Some more thoughts about yesterday’s study – at times the apostle Paul was hungry, and at other times he shivered in the cold because he did not have the right sort of clothes to keep him warm. You may ask – then, how does his experiences align with what Jesus says in Matthew 6:24-34 (NLT) ?
“That is why I tell you not to worry about everyday life – whether you have enough food and drink, or enough clothes to wear. Isn’t life more than food, and your body more than clothing? Look at the birds. They don’t plant or harvest or store food in barns, for your heavenly Father feeds them. And aren’t you far more valuable to him than they are? Can all your worries add a single moment to your life?
And why worry about your clothing? Look at the lilies of the field and how they grow. They don’t work or make their clothing, yet Solomon in all his glory was not dressed as beautifully as they are. And if God cares so wonderfully for wildflowers that are here today and thrown into the fire tomorrow, he will certainly care for you.

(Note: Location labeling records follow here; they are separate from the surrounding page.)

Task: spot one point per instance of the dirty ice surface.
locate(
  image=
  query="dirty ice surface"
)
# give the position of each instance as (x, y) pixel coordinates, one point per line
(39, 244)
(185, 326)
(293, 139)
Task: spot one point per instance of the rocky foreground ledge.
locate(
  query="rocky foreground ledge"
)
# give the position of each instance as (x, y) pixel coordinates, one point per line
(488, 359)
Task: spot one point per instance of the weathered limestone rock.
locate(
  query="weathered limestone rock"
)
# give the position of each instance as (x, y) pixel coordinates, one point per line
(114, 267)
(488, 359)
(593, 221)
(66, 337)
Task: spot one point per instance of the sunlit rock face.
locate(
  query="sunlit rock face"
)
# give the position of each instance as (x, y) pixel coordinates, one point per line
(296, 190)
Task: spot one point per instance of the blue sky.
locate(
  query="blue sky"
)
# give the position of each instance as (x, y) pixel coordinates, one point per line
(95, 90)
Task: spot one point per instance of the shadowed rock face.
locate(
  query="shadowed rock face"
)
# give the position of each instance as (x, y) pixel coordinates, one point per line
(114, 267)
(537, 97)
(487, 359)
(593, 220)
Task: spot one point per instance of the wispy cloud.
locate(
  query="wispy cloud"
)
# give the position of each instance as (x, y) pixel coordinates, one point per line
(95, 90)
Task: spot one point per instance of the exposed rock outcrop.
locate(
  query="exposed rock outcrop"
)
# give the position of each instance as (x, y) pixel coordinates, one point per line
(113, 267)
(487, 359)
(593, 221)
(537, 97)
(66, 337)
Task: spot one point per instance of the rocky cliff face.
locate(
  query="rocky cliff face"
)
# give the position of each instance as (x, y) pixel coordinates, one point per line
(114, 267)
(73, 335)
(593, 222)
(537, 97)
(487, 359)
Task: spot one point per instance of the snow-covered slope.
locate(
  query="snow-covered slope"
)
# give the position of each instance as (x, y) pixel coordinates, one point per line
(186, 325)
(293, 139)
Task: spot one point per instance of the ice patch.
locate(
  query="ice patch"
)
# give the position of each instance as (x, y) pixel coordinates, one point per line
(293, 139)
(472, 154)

Why do you have so little faith?
So don’t worry about these things, saying, ‘What will we eat? What will we drink? What will we wear?’ These things dominate the thoughts of unbelievers, but your heavenly Father already knows all your needs. Seek the Kingdom of God above all else, and live righteously, and he will give you everything you need. So don’t worry about tomorrow, for tomorrow will bring its own worries. Today’s trouble is enough for today.”
Well, here are my thoughts – we are not to worry about our future needs but we will have troubles today – which will be the cause of some worry. Jesus will ensure that we (His followers) have enough to get through today – we, in general, may shiver in the cold but we won’t freeze to death – and, we may go hungry but we won’t starve to death. The one complicating factor is Satan. He may ask God for His permission to test us – to burden us with trials – as a test of our faith. In Luke 22:31, we read (Jesus talking to Peter/Simon): “Simon, Simon, Satan has asked to sift each of you like wheat. But I have pleaded in prayer for you, Simon, that your faith should not fail. So when you have repented and turned to me again, strengthen your brothers.”
It’s my feeling that Paul was constantly ‘sifted’ by Satan – in one sense as a test of his faith but perhaps more to frustrate his efforts. What do you think? Likewise, we too – can find ourselves – hungry, cold and lonely; yet we constantly turn to God’s love – seeking His faithful comfort.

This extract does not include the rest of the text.